The climb is best done in three pitches with the first and last being about grade III. The middle pitch has two steep but short corners each with great protection and very good hooks. Doing the Double Douglas makes for a fine day out combining the SW Ridge with the E Ridge of Douglas Boulder but we were happy with just the E Ridge today. The sun was shining and we had a picnic on top soaking up the atmosphere of the incredible north face of Ben Nevis.
This week The Cascade and Comb Gully Buttress were climbed by a visiting French team. Waterfall Gully looks good to climb and there is some ice forming in the climbs with springs at their tops. The gullies have soft snow in them and not much ice - a thaw and refreeze will be needed to bring these in to nice climbing condition. Mixed climbs are still good and it was a busy day on Stob Coire nan Lochan with ascents of Unicorn, Satyr, Tilt, Crest Route and others. More snow tomorrow and staying cold until Wednesday.
For the bad weather day of the week today turned out to be a very good day. We had a little fresh snow over night and there was a wind from the west blowing it around a bit. Jonathan, Will and I went to climb North Buttress of Buachaille Etive Mor which turned out to be a popular choice. It's quite reassuring when other people look at the forecasts and ground conditions and come up with the same answer as you about what to go and climb. When it's busy though it's useful to be able to change plan or be happy to spend a sociable day on the climb.
As it was, Stu let us go in front so I hope we didn't slow him down. There was a team in front of us which we did not quite catch up and then three teams below Stu! The climbing was as brilliant as ever with enough snow to be useful but not to bury the hooks and ledges. There was even some firm snow in the chimney that held a pick for a move. We finished straight out the top of the chimney onto the terrace before abseiling down the side of the line of the climb. We did not want to abseil on top of the other climbers. In three pitches we descended 140m which was a nice first abseil for Jon!

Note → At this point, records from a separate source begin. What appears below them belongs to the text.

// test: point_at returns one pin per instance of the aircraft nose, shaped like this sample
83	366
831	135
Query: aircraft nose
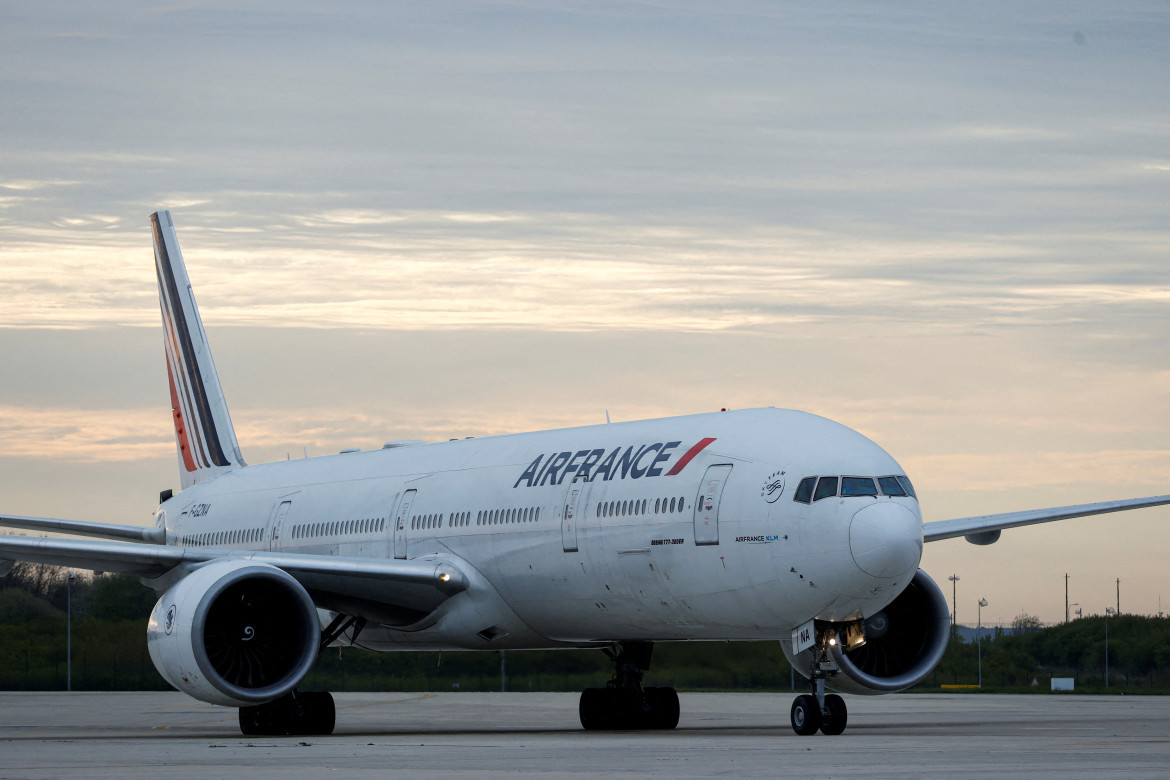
886	539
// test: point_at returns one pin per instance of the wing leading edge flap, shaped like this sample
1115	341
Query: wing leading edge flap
393	592
984	527
84	529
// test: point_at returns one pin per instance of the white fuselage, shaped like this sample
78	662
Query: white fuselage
673	529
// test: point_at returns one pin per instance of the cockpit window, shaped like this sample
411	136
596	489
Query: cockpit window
804	490
826	488
906	483
858	487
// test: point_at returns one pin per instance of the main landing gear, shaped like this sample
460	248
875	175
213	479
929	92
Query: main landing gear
820	711
624	704
301	712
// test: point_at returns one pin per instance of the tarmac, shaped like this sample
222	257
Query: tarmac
126	736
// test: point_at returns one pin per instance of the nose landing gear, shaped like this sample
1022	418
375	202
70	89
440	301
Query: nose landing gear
820	711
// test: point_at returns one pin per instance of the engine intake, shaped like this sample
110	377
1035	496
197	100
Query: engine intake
903	643
234	633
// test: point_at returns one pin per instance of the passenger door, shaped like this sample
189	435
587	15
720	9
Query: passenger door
276	530
400	516
707	504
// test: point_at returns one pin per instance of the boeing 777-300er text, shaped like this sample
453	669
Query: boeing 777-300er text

Meanwhile on Ben Nevis, there was a good bit more snow than in Glen Coe. Caspar and Rob decided not to go all the way to Number Three Gully Buttress and went back down to Douglas Boulder instead. This proved to be a good decision when they saw some avalanches from Number Two Gully and Green Gully areas!
More sunshine tomorrow!
Self reliance is a fundamental principle of mountaineering. By participating we accept this and take responsibility for the decisions we make. These blog posts and conditions reports are intended to help you make good decisions. They do not remove the need for you to make your own judgements when out in the hills.